Para muitas pessoas, porém, esse
julgamento é importante porque, pela primeira vez, vai mostrar até onde é
possível confiar em um sistema penal que produziu abusos físicos, psicológicos
e assassinatos. Foi o que ocorreu especialmente na prisão de Ramnicu Sarat, a
150 quilômetros de Bucareste, reservada a presos políticos.

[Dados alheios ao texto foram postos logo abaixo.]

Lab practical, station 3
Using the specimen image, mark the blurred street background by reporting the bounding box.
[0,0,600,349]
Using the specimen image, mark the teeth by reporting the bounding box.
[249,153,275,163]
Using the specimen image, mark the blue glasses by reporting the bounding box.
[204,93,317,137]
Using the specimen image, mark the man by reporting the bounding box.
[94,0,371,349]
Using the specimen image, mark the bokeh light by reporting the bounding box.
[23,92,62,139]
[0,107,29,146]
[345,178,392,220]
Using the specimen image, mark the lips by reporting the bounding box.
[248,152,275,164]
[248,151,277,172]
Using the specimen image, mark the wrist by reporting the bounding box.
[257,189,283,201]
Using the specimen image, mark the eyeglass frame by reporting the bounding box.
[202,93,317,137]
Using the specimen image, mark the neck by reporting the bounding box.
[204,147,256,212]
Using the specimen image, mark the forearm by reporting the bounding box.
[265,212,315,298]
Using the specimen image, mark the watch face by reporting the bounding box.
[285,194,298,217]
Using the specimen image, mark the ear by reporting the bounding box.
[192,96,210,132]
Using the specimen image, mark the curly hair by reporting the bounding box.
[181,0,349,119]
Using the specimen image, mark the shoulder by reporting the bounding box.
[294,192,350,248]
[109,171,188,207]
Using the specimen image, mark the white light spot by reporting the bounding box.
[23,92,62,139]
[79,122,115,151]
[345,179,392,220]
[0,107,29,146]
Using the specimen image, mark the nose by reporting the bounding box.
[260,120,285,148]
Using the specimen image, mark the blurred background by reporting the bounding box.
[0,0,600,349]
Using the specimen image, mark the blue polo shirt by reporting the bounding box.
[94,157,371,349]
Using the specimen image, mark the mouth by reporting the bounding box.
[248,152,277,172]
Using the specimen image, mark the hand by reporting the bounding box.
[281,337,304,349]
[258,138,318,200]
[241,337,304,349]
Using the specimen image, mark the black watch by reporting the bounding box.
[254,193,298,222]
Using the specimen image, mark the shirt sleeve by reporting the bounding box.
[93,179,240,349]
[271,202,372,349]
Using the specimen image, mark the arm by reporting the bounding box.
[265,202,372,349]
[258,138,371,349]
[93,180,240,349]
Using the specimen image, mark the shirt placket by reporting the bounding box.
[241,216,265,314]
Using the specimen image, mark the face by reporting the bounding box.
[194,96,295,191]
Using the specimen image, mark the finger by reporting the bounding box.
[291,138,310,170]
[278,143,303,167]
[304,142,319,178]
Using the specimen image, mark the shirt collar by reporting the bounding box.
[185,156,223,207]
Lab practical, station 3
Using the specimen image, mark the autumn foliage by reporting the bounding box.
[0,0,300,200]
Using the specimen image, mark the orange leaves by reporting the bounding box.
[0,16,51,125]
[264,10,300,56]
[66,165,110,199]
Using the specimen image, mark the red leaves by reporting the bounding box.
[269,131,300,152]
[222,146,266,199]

Visinescu dirigiu-a
de 1956 a 1963.
"O mal tem um rosto na
Romênia", disse Vladimir Tismaneanu, professor da Universidade de Maryland
que liderou uma comissão, criada em 2006 pelo governo romeno, para examinar os
crimes cometidos na era comunista. "Uma coisa é o mal no sentido abstrato,
mas a sociedade precisa vê-lo representado num indivíduo."
Aurora Dumitrescu, detida em 1951,
aos 16 anos, e levada a uma prisão feminina dirigida por Vinisescu, lembra dele
como "um monstro". Ela disse que ele tinha prazer em enviar os presos
para a "câmara escura", um quarto úmido de concreto sem janelas usado
para espancamentos e tortura psicológica. "Para ele, éramos animais",
afirmou Aurora.
O ex-comandante, acusado de
envolvimento em seis mortes, disse a jornalistas romenos que não pode ser
responsabilizado por decisões tomadas por seus superiores. "Nunca matei
nem mesmo uma galinha", disse Vinisescu à TV romena, completando que
"apenas" cumpriu ordens. "Sim, pessoas morreram. Mas outras
também morreram em outros lugares. Morreram aqui, lá, em todo lugar."